We use 3 activities inside this loop, which are:

  1. Set variable (original_header) - Here, we extract the substring starting from : , i.e., the index after the colon to the end of the string. Additionally, we remove the double-quotes that exist in the string. Below is the expression used:

    @replace(substring(item(),add(indexOf(item(),':'),2),sub(length(item()),add(indexOf(item(),':'),2))),'\"','')

  2. Set variable (new_header) - Here we use the original_header variable and trim it, remove tabs and other special characters and replace spaces with under-scores (_). When I created these activities, I realized that the required output can be achieved with just one activity until I tried it and came to know that self-referencing of variables is not allowed in ADF. Below is the expression used: @replace(replace(trim(variables('original_header')),' ','_'),'\\t','')

  3. Append variable (json_map) - In this activity, we append one JSON object at a time to the json_map array-type variable. Array is the only variable type that can store JSON objects in ADF. Here we create a part of the mapping script that is required in the copy activity. The structure that is required by the ADF is shown below:

    { "source": { 
    	    "name": "<source_column_name>",
    	    "type": "string"
    	 		}
      "sink": {
    	"name":"<sink_column_name>"
               }
    }
    

    The expression used to achieve this is given below:

    @json(concat('{\n\"source\": {\n \"name\": \"',variables('original_header'),'\",\n \"type\": \"string\"},\n\"sink\": {\n \"name\": \"',variables('new_header'),'\"}\n}')\n)

    Below is an image to show one of the elements of this variable.
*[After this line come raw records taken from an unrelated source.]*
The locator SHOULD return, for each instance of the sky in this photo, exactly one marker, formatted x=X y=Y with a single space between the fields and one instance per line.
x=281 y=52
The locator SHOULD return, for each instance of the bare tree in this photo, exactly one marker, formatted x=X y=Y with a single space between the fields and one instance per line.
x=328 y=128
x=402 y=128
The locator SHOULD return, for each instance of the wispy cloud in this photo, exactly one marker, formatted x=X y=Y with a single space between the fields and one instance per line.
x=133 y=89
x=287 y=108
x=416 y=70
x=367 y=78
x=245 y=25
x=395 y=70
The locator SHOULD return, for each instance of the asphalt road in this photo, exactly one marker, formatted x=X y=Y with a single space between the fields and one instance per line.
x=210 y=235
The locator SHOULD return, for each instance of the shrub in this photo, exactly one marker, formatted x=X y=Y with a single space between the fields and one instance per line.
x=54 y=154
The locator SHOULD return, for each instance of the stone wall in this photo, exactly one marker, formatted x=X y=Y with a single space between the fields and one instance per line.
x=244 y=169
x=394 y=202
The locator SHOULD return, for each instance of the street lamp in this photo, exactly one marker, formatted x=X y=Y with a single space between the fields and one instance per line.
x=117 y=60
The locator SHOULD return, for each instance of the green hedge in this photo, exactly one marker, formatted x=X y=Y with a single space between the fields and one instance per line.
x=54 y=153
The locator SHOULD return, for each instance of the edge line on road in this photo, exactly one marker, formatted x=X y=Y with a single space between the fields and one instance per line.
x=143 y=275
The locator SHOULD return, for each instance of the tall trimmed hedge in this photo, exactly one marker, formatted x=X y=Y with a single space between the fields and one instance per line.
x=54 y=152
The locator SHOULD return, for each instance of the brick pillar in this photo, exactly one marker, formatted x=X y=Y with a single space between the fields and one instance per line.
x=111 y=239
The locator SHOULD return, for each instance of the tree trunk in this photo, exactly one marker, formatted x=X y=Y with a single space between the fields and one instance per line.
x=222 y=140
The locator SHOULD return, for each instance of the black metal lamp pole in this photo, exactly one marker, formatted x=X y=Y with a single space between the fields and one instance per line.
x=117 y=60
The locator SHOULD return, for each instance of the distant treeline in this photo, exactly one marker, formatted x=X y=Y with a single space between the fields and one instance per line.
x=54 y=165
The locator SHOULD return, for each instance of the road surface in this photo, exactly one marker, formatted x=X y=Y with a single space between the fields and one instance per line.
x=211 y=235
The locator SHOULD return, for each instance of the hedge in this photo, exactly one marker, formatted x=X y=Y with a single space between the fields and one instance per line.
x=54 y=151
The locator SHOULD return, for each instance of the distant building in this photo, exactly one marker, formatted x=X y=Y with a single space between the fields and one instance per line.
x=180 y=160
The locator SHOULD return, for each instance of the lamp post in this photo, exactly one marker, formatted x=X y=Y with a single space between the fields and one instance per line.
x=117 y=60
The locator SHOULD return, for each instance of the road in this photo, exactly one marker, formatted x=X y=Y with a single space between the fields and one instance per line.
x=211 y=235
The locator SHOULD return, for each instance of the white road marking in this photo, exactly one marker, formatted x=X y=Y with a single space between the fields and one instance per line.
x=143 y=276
3.4 Set Variable (mapping_script)

This activity is used to generate the final JSON script and store it in a string-type variable mapping_script. Here, we append a few important details to our script so that ADF can recognize it as a mapping script and remove few characters from the string which arise when we concatenate an array to a string. Below is the expression:

@concat('{\n\"type\": \"TabularTranslator\",\n\"mappings\":',replace(replace(string(variables('json_map')),'\"{','{'),'}\"','}'),'}')

Below is the output of this variable:

3.5 Copy Activity

Below are the details for the source, followed by sink of the copy activity:

The important thing to note here is to pass header as True to the source dataset.

Then we can just pass the string variable mapping_script as a JSON to the Mapping section of the copy activity as shown below:

4. Output of the pipeline

The pipeline runs with 24 seconds as shown below.

The parquet file generated, has the desired header when read in Databricks as shown below:

This way you can dynamically replace spaces between column names and convert your delimited file to parquet. This pipeline can be a separate execute pipeline activity which you can call whenever you need this operation in your ETL pipeline.